He’s alive! After a ten-day absence, Vladimir Putin surfaced looking, well, ten days older. A lot of people probably felt silly.
This is a recurring problem—for foreign policy watchers of any stripe, but especially Korea-watchers. Every time a dictator takes a few days off, Twitter freaks out, deciding that the he’s dead, there is a coup underway or that he’s been abducted by aliens. The buzz surrounding the very much alive Putin was exactly the same as the wild rumors that surrounded Kim Jong Un’s six-week disappearance in 2014. It’s worth revisiting that episode and asking whether we can’t find a better way to discuss a long absence, especially since Kim Jong Un is probably going to take a few vacations in the future.
Maybe prolonged absences have always set careless tongues wagging, but I get the sense things are worse in the age of Twitter. After Xi Jinping dropped out of sight for two weeks in 2012, conspiracy theories emerged about an assassination attempt. Even Iran’s Supreme Leader, Ayatollah Khamenei, who doesn’t appear in public all that often, had to make a special appearance for Arbor Day a few weeks ago to squelch rumors that he was dead.
Of course, foreign leaders do get sick. Kim Jong Il had a massive stroke in 2008, while North Korea admitted that Kim Jong Un’s recent absence was related to ankle surgery. And since autocrats tend to leave office feet first—at least the ones that don’t remain in office from the after-life; looking at you Kim Il Sung—it is understandable to watch their vital signs.
But just a cursory review of how Kim Il Sung and Kim Jong Il shuffled off this mortal coil should remind us that prolonged absences, while interesting, aren’t reliable predictors of anything. Usually, the rumors turn out to be nothing. When the two Kims dropped dead, we knew about it pretty quickly.
Kim Il Sung wasn’t quite the busy-body that Kim Jong Il was, but in 1994 there was no speculation at all about his health. Kim was taking and scheduling meetings until the very end. The first-ever inter-Korean summit was scheduled for late July when Kim suddenly dropped dead on the 8th. North Korea announced his death the next day, on July 9.
Kim Jong Il, too, had the courtesy to drop dead quickly. His last public appearance was on December 15, 2011. He died on the 17th; North Korea announced it on the 19th.
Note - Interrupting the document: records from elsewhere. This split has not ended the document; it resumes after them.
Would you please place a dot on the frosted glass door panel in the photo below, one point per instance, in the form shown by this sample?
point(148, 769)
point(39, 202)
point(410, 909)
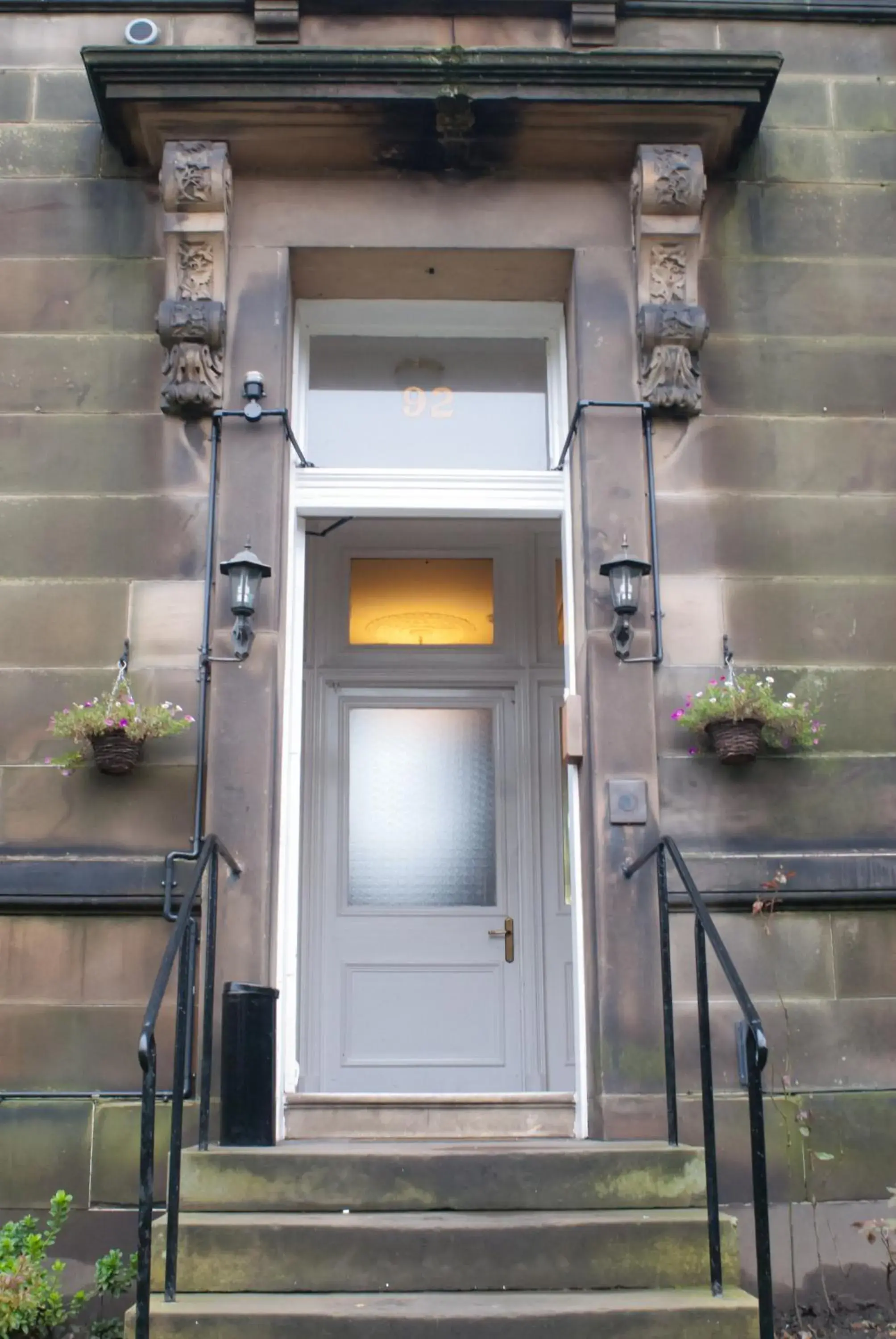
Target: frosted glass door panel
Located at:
point(427, 403)
point(421, 807)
There are rumors that efforts to consolidate Kim Jong Un’s position delayed the announcement by a day, but that’s hardly much time in the scheme of things.
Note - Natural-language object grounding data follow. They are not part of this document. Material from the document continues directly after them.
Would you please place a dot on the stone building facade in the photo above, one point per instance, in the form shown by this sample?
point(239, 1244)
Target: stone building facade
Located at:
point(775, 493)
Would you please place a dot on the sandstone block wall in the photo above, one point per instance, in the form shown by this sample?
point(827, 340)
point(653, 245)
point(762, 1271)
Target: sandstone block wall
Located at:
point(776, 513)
Of course, while he was alive, Kim Jong Il did have a number of prolonged absences. Obviously, the big example followed Kim Jong Il’s 2008 stroke. Kim was last seen on August 14, 2008 and seems to have had a stroke shortly thereafter. When he missed a major military parade in September, Western press reported that US and South Korean intelligence believed that the stroke was the most probably cause. North Korean state media reported his presence at a soccer game in October, although he didn’t make a visible appearance until April 2009, looking much worse for the wear. Still, in the interim, his neurosurgeon had given an interview that more or less accurately described the state of Kim’s health in December 2008. (He gave another after Kim died in 2011.)
Despite North Korean media keeping mum, word leaked reasonably quickly about the nature of Kim’s absence. More importantly, by the time the world noticed he was missing, according to Kim’s doctor, he was on the mend. Nevertheless, we were still treated to all kinds of speculation including accounts that Kim had pancreatic cancer and, my favorite, Toshimitsu Shigemura, the straight-up nut-job who claimed that Kim Jong Il had actually died in 2003 and had been replaced by a stunt double in a horrible North Korean remake of the American movie Dave. (The film starred Kevin Kline as a Presidential impersonator who gets the job for real after the real President strokes out.)
The field of people watching North Korea is especially vulnerable to this sort of nonsense for any number of reasons—the Kim family functions as a monarchy and the tales about it are bizarre to begin with. But more than anything else, the endless speculation probably reflects our collective wish that the regime collapse. For whatever reason, people focused on the fact that Kim had fallen ill, not the fact that he was recovering and remained in power. If anything, a prolonged absence suggests stability.
After his stroke, Kim Jong Il recovered to live three more years and, when he finally did go down for the dirt nap, he was succeeded by Kim Jong Un. There was no coup.
So, maybe we should just all calm down.
World leaders take prolonged absences for all kinds of reasons including, yes, a touch of the flu or back spasms. If a leader misses a major event, like when Kim Jong Il missed the 60th anniversary of the Korean People’s Army, that’s interesting—that suggests real health issues. But even health-related absences are ultimately pretty boring, given that health problems are rarely fatal. The anecdotal data simply does not suggest that prolonged absences are correlated with a change in power. When world leaders drop dead, as we’ve experienced with the Kim family, it is sudden and we know about it.
Jeffrey Lewis is Director of the East Asia Nonproliferation Program at the James Martin Center for Nonproliferation Studies (CNS), Monterey Institute of International Studies, and a frequent contributor to 38 North.